Why does the normalized z-score introduce a square root? (And some more confusion)

If $X$ is a normal random variable, you can record an observation of it, $x$, and compare it to the mean. The usual way to do this is to standardize the variable, i.e.,

$$z = \frac{x - \mu}{\sigma}$$

Let's say that $X_1, X_2, \ldots X_n$ are random variables from the same distribution as $X$ above. If we record observations of each and calculate the mean, that's also a random variable. However, we can't expect the mean, $\overline{X}$, our new random variable to have the same distribution as our original distribution. It will have the same mean, but it won't have the same variance.

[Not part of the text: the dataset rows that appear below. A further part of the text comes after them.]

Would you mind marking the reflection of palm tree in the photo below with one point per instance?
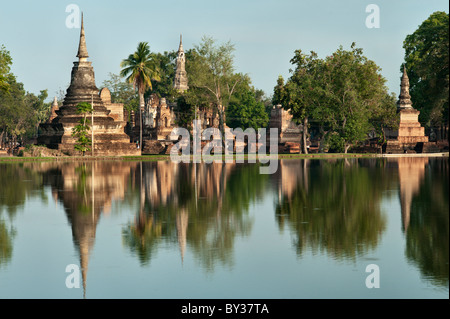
(202, 222)
(6, 246)
(427, 237)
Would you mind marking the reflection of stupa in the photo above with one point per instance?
(109, 126)
(85, 190)
(182, 224)
(411, 172)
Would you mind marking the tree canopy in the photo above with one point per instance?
(427, 59)
(21, 112)
(344, 92)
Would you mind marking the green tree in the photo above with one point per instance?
(303, 93)
(427, 59)
(211, 71)
(5, 68)
(344, 92)
(140, 69)
(246, 108)
(80, 131)
(166, 65)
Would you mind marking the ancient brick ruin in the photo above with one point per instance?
(108, 122)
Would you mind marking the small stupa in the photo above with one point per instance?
(410, 135)
(181, 82)
(109, 128)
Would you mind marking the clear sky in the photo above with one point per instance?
(265, 34)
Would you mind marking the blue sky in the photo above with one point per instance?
(265, 34)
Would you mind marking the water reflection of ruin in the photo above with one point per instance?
(86, 190)
(324, 204)
(190, 204)
(424, 190)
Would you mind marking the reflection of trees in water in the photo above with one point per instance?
(19, 182)
(334, 206)
(427, 237)
(201, 205)
(6, 243)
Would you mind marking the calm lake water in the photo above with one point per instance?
(166, 230)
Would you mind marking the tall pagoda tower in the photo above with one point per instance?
(181, 82)
(410, 135)
(109, 129)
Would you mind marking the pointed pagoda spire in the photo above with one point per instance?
(54, 108)
(404, 99)
(180, 81)
(82, 50)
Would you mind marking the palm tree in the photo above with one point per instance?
(140, 69)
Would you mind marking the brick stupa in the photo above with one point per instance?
(109, 130)
(410, 136)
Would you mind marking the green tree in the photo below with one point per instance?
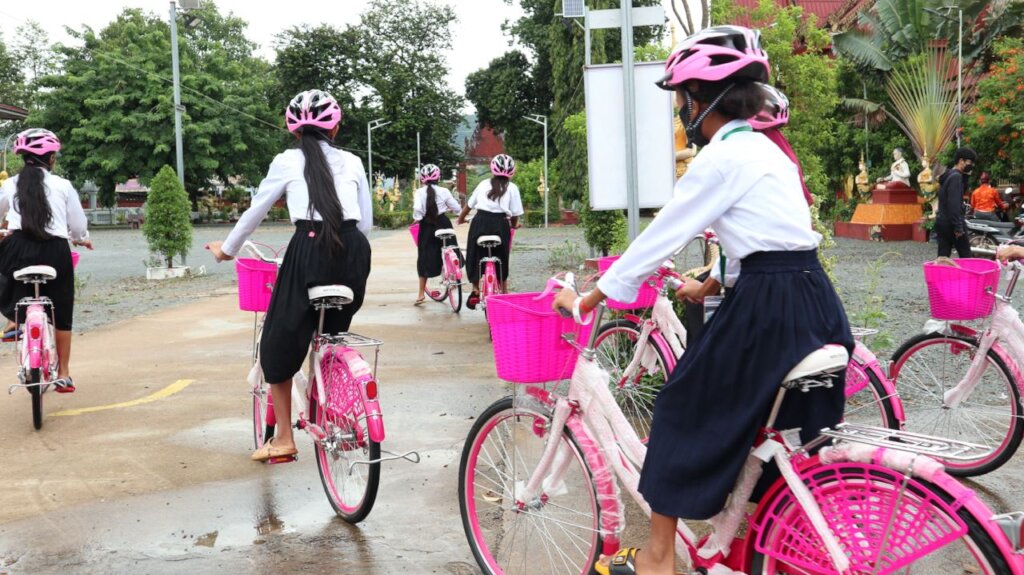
(168, 224)
(112, 104)
(994, 126)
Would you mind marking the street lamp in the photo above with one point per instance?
(371, 126)
(960, 60)
(543, 121)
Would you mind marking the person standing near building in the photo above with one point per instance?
(950, 223)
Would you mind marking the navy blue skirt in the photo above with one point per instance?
(782, 308)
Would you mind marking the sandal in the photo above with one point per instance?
(268, 451)
(623, 563)
(64, 385)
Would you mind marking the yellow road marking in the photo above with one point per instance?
(166, 392)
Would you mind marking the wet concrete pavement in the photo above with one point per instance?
(166, 486)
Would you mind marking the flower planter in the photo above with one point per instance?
(167, 272)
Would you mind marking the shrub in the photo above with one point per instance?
(168, 217)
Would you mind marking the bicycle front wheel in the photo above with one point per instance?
(635, 392)
(882, 526)
(348, 462)
(928, 365)
(555, 533)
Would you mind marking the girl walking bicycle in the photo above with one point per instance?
(329, 203)
(781, 309)
(498, 209)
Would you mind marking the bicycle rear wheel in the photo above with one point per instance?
(557, 533)
(882, 527)
(616, 346)
(348, 462)
(928, 365)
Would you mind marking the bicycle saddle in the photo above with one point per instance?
(35, 273)
(342, 294)
(824, 360)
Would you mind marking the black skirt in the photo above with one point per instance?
(18, 251)
(290, 319)
(783, 307)
(487, 223)
(428, 261)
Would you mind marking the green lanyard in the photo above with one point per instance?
(721, 257)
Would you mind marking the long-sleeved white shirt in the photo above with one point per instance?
(510, 203)
(286, 177)
(445, 202)
(69, 218)
(743, 187)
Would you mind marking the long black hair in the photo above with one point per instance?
(499, 185)
(31, 196)
(323, 192)
(431, 212)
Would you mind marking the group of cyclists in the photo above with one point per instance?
(745, 183)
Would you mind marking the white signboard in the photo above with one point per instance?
(606, 134)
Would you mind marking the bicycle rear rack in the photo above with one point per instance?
(411, 456)
(938, 447)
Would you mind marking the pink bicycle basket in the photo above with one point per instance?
(256, 279)
(962, 293)
(881, 527)
(645, 298)
(527, 337)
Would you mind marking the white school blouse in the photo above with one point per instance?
(69, 218)
(445, 202)
(743, 187)
(286, 177)
(510, 203)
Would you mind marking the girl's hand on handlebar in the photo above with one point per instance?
(218, 254)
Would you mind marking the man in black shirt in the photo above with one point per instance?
(950, 225)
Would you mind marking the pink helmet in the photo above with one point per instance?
(430, 173)
(716, 53)
(775, 112)
(37, 141)
(312, 107)
(503, 165)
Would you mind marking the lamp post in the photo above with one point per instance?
(543, 121)
(960, 60)
(371, 126)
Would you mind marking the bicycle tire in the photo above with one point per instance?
(913, 370)
(351, 494)
(37, 398)
(483, 514)
(974, 551)
(872, 398)
(636, 398)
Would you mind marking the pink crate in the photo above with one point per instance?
(645, 298)
(256, 279)
(962, 293)
(527, 336)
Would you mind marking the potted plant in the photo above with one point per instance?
(168, 224)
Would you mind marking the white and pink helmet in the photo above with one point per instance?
(312, 107)
(503, 165)
(430, 173)
(775, 112)
(37, 141)
(717, 53)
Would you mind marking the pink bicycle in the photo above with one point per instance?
(37, 353)
(337, 400)
(539, 493)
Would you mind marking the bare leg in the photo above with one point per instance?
(64, 352)
(282, 394)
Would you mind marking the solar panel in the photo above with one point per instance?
(572, 8)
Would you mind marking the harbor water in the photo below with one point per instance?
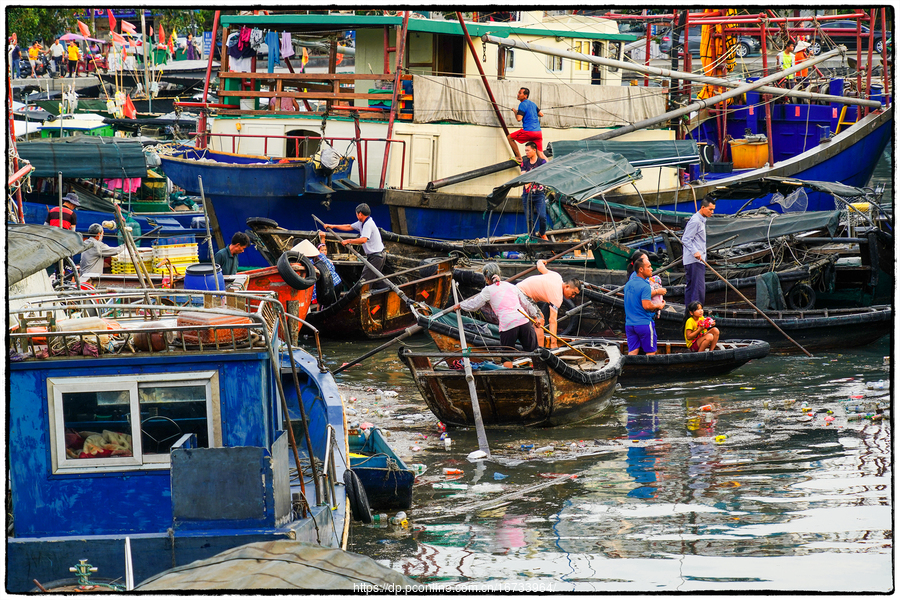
(759, 480)
(768, 479)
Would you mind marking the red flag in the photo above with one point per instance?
(129, 110)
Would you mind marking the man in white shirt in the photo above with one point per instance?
(56, 53)
(369, 237)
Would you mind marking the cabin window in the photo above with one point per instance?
(116, 423)
(554, 63)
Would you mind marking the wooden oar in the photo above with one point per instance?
(764, 315)
(557, 338)
(414, 329)
(470, 379)
(380, 275)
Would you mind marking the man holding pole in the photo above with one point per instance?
(369, 237)
(693, 243)
(548, 287)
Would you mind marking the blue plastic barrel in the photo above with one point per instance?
(201, 277)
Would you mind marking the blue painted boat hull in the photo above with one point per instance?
(387, 480)
(239, 187)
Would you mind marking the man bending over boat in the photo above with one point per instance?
(507, 301)
(92, 257)
(549, 287)
(369, 237)
(227, 257)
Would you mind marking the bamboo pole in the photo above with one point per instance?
(470, 380)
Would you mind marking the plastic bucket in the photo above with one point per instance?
(202, 277)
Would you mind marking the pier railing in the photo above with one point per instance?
(362, 146)
(336, 90)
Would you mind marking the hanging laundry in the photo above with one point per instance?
(287, 48)
(274, 45)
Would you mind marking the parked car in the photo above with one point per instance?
(745, 45)
(846, 36)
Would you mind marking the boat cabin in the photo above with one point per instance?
(161, 418)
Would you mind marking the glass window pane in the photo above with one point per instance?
(97, 424)
(169, 412)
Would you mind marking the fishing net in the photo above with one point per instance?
(796, 201)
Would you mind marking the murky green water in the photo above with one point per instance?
(723, 484)
(715, 485)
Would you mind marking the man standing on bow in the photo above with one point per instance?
(369, 237)
(693, 243)
(528, 113)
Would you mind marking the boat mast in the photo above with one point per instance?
(401, 50)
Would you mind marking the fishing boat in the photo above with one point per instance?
(815, 330)
(543, 388)
(238, 186)
(673, 362)
(386, 478)
(171, 432)
(373, 310)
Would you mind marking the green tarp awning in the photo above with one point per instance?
(663, 153)
(577, 176)
(35, 247)
(85, 156)
(764, 224)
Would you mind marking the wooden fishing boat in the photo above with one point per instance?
(374, 311)
(674, 361)
(386, 478)
(815, 330)
(240, 186)
(547, 388)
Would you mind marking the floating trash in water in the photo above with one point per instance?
(449, 486)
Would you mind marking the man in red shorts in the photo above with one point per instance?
(528, 113)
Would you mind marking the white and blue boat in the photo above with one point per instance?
(144, 436)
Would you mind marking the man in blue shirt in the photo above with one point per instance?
(640, 328)
(693, 243)
(528, 113)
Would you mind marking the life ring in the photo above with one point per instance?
(801, 297)
(290, 276)
(356, 494)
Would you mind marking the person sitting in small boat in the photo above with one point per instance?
(700, 333)
(227, 257)
(548, 287)
(508, 302)
(92, 257)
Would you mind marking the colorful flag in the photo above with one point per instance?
(129, 110)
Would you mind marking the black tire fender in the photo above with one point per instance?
(801, 297)
(356, 494)
(290, 276)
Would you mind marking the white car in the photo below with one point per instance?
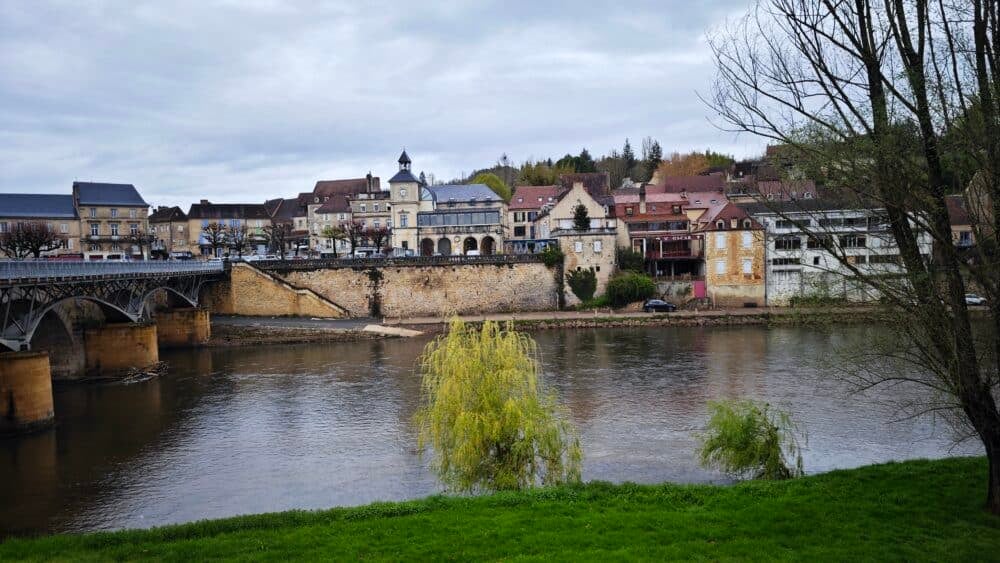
(973, 299)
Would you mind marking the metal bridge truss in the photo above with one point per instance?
(23, 302)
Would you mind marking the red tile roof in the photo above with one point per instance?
(534, 197)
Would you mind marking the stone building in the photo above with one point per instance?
(460, 219)
(799, 235)
(169, 227)
(112, 217)
(56, 211)
(592, 248)
(232, 215)
(443, 220)
(525, 205)
(734, 258)
(330, 206)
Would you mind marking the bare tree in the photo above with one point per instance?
(29, 239)
(379, 237)
(355, 234)
(276, 235)
(239, 239)
(215, 234)
(863, 92)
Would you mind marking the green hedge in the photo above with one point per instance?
(629, 287)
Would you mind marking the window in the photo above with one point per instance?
(787, 243)
(852, 241)
(818, 242)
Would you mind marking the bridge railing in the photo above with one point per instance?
(18, 270)
(394, 261)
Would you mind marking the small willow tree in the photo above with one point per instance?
(748, 439)
(490, 422)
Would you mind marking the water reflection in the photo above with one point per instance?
(310, 426)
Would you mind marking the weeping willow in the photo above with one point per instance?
(491, 424)
(748, 439)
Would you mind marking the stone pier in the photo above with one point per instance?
(115, 348)
(25, 391)
(176, 328)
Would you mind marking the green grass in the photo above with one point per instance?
(919, 510)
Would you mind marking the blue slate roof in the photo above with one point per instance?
(404, 176)
(463, 192)
(99, 193)
(37, 206)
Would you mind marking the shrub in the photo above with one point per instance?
(629, 287)
(748, 439)
(552, 256)
(583, 283)
(486, 415)
(630, 260)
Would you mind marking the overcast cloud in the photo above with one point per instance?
(242, 100)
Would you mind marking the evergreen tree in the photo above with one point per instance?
(581, 219)
(628, 156)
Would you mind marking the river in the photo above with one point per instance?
(248, 430)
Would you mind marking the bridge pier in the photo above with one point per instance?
(116, 348)
(25, 392)
(177, 328)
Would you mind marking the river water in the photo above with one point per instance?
(248, 430)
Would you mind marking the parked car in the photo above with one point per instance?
(658, 306)
(973, 299)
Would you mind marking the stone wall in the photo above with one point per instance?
(425, 290)
(113, 349)
(252, 292)
(25, 391)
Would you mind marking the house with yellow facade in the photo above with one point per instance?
(734, 258)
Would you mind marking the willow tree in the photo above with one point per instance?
(878, 97)
(491, 423)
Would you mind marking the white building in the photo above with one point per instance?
(807, 243)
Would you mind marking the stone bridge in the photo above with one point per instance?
(68, 319)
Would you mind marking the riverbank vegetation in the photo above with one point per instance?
(917, 510)
(490, 421)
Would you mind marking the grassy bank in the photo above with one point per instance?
(920, 510)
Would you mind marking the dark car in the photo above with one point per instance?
(658, 306)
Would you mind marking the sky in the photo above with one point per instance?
(246, 100)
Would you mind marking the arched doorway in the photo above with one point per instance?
(488, 246)
(469, 245)
(444, 247)
(427, 247)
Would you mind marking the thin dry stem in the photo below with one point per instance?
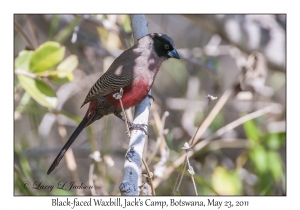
(198, 146)
(160, 123)
(91, 180)
(126, 121)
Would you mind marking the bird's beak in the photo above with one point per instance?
(173, 54)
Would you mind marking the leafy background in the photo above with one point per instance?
(59, 57)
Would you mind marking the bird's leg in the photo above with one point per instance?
(150, 96)
(131, 125)
(119, 96)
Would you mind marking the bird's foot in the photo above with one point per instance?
(150, 96)
(140, 127)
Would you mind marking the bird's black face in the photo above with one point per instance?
(164, 46)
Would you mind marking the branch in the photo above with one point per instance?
(132, 165)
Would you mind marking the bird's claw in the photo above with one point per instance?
(150, 96)
(140, 127)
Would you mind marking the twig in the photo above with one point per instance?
(149, 176)
(187, 148)
(32, 31)
(20, 30)
(179, 180)
(191, 169)
(138, 138)
(91, 180)
(198, 146)
(26, 73)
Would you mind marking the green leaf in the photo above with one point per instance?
(252, 131)
(39, 91)
(23, 59)
(273, 141)
(54, 26)
(226, 182)
(60, 76)
(47, 56)
(69, 64)
(64, 71)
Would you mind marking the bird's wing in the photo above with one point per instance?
(119, 75)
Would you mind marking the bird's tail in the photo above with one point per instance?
(85, 122)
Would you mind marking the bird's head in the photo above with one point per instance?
(163, 46)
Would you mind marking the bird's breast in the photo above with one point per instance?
(133, 94)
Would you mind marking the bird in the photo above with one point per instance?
(134, 72)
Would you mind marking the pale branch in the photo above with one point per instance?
(133, 161)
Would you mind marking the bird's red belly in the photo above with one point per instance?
(133, 95)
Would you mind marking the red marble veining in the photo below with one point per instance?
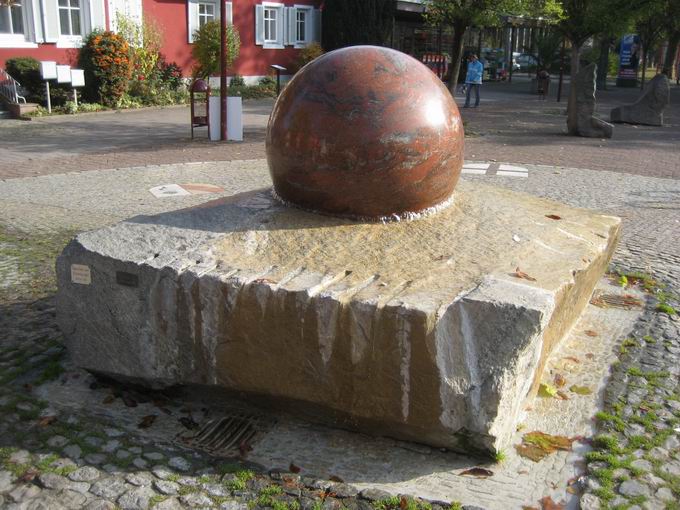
(365, 131)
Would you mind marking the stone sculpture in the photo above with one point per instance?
(649, 107)
(365, 131)
(581, 120)
(422, 330)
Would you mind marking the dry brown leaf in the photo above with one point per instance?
(478, 472)
(547, 503)
(265, 280)
(530, 452)
(46, 420)
(147, 421)
(244, 448)
(523, 275)
(28, 476)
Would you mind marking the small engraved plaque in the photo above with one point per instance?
(80, 273)
(127, 279)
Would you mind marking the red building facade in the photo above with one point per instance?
(271, 32)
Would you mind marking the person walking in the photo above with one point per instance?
(473, 79)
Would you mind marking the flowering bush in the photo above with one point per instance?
(106, 61)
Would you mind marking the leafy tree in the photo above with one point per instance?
(463, 14)
(672, 28)
(353, 22)
(206, 48)
(547, 49)
(649, 25)
(145, 40)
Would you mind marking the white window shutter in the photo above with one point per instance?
(289, 23)
(97, 15)
(317, 26)
(32, 30)
(259, 24)
(280, 27)
(192, 19)
(230, 12)
(51, 20)
(85, 17)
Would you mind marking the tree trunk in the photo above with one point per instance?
(572, 116)
(456, 54)
(671, 53)
(603, 64)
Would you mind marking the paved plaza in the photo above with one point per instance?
(68, 440)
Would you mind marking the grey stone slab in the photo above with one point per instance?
(136, 499)
(649, 107)
(166, 487)
(109, 488)
(422, 299)
(581, 119)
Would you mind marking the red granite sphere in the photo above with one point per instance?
(365, 131)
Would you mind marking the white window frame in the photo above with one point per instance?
(193, 18)
(71, 40)
(278, 43)
(308, 10)
(205, 16)
(21, 40)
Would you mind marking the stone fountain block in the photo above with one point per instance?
(418, 330)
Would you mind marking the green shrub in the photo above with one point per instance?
(252, 91)
(206, 48)
(169, 74)
(106, 61)
(237, 81)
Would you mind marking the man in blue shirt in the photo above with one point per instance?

Think of it this way: Make $n$ larger and larger — record more and more observations. It seems that after a while, the mean of all those observations will be the same as the mean from the population. To make it a bit more concrete: Flip a coin a few times, letting $X = 1$ for heads and $X = 0$ for tails. Will your mean be $0.5$? Probably not. Flip it a few more times. Maybe you're a bit closer to $0.5$. By the time you flip the coin, say, a few thousand times, you'll probably be very close to $0.5$.

In other words, when we record a sample mean, making many observations, in the long term, restricts how far we can stray from the true mean. This is shown by the fact that

$$\text{Var}(\overline{X}) = \frac{\sigma^2}{n}$$

Note that as $n \rightarrow \infty$, $\text{Var}(\overline{X}) \rightarrow 0$. This is the gist of the Central Limit Theorem.

The Central Limit Theorem tells us that, regardless of the distribution of a random variable, as we take larger and larger samples, the distribution of the sampling mean (i.e., of $\overline{X}$) is normally distributed, and so we can use all the convenient properties of the normal distribution (like the standardized form). So when we write

$$z = \frac{\overline{x}-\mu}{\sigma / \sqrt{n}}$$

it's really the same thing as the earlier $z$: It's the difference of an observation and an expected value divided by the standard deviation of whatever distribution the observation came from. The new standard deviation (the standard error) is derived from the old one, but that's because the new distribution is derived from the old one.

Remember, $\sigma^2$ stands for population variance. So regardless of whether we're looking at a sample of size n or just one observation, it's always the population variance. $σ^2/n$ is the variance of the sample mean in terms of the population variance. (And, of course, $σ/\sqrt{n}$ is the square root of the variance of the sample mean.)